15 Come quando sei uscito dall'Egitto, mostraci cose prodigiose.
Ik zal haar wonderen doen zien, als in de dagen, toen gij uit Egypteland uittoogt.
16 Vedranno le genti e resteranno deluse di tutta la loro potenza. Si porranno la mano sulla bocca, i loro orecchi ne resteranno assorditi.
De heidenen zullen het zien, en beschaamd zijn, vanwege al hun macht; zij zullen de hand op den mond leggen; hun oren zullen doof worden.
17 Leccheranno la polvere come il serpente, come i rettili della terra; usciranno tremanti dai loro nascondigli, trepideranno e di te avranno timore.
Zij zullen het stof lekken, als de slang; als kruipende dieren der aarde, zullen zij zich beroeren uit hun sloten; zij zullen met vervaardheid komen tot den HEERE, onzen God, en zullen voor U vrezen.
18 Qual dio è come te, che toglie l'iniquità e perdona il peccato al resto della sua eredità; che non serba per sempre l'ira, ma si compiace d'usar misericordia?
Wie is een God gelijk Gij, Die de ongerechtigheid vergeeft, en de overtreding van het overblijfsel Zijner erfenis voorbijgaat? Hij houdt Zijn toorn niet in eeuwigheid; want Hij heeft lust aan goedertierenheid.
19 Egli tornerà ad aver pietà di noi, calpesterà le nostre colpe.

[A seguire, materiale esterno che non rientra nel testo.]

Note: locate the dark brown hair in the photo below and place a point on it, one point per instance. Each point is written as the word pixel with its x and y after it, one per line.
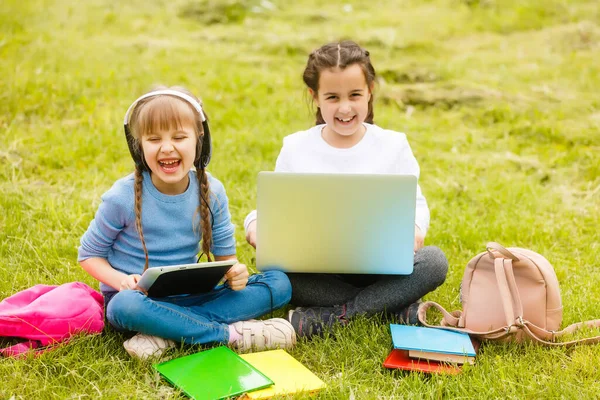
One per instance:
pixel 338 55
pixel 164 112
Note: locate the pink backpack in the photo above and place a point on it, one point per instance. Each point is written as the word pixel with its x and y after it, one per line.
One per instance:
pixel 510 294
pixel 46 315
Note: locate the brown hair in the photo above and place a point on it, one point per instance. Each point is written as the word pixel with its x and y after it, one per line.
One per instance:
pixel 164 112
pixel 338 55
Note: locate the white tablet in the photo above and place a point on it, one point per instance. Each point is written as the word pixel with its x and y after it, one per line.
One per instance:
pixel 184 279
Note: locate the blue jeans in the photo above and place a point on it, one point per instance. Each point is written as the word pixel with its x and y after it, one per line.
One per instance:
pixel 202 318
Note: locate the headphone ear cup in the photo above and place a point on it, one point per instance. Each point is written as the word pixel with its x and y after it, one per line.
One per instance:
pixel 135 150
pixel 205 147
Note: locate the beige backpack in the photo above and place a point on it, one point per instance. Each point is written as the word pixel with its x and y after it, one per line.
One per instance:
pixel 509 294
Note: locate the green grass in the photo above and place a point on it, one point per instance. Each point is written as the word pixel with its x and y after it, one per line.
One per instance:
pixel 499 100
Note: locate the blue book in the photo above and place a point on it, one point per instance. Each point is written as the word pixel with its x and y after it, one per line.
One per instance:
pixel 433 344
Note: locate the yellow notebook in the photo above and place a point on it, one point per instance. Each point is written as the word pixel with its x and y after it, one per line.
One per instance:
pixel 289 375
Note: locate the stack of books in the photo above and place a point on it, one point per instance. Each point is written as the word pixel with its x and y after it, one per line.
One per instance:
pixel 430 349
pixel 220 373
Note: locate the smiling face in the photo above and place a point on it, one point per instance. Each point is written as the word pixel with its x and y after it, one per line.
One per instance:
pixel 343 98
pixel 170 155
pixel 168 134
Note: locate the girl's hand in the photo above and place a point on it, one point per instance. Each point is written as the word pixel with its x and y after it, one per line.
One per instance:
pixel 419 239
pixel 237 276
pixel 130 282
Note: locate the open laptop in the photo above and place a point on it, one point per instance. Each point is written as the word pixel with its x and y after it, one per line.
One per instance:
pixel 336 223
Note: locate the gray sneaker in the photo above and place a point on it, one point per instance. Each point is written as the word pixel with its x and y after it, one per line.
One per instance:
pixel 274 333
pixel 147 346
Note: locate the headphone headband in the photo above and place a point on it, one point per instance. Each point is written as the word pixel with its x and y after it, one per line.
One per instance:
pixel 204 147
pixel 169 92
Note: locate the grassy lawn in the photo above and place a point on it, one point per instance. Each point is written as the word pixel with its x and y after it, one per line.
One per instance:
pixel 499 100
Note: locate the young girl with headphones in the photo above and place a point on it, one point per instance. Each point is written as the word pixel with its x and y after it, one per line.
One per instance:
pixel 340 80
pixel 157 216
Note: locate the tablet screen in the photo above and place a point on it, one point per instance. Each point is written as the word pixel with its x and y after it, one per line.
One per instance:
pixel 184 279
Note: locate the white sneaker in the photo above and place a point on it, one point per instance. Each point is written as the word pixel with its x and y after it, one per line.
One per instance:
pixel 146 346
pixel 274 333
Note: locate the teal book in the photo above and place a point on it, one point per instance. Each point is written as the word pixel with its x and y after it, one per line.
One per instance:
pixel 214 374
pixel 433 344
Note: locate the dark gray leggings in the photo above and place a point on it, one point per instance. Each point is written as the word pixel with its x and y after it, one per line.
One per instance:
pixel 372 294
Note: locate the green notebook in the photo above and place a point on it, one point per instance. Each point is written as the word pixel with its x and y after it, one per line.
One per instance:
pixel 213 374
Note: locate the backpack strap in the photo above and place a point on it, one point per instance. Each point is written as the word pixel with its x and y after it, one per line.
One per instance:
pixel 544 336
pixel 450 323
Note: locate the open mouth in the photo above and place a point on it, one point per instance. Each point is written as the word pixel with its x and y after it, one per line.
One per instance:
pixel 169 165
pixel 346 121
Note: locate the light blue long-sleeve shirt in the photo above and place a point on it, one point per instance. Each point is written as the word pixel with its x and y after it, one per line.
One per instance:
pixel 169 223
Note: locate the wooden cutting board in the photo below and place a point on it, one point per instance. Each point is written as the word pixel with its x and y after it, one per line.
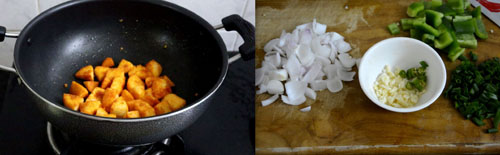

Tu getterai in fondo al mare tutti i nostri peccati.
Hij zal Zich onzer weder ontfermen; Hij zal onze ongerechtigheden dempen; ja, Gij zult al hun zonden in de diepten der zee werpen.
20 Conserverai a Giacobbe la tua fedeltà, ad Abramo la tua benevolenza, come hai giurato ai nostri padri fino dai tempi antichi.
Gij zult Jakob de trouw, Abraham de goedertierenheid geven, die Gij onzen vaderen van oude dagen af gezworen hebt.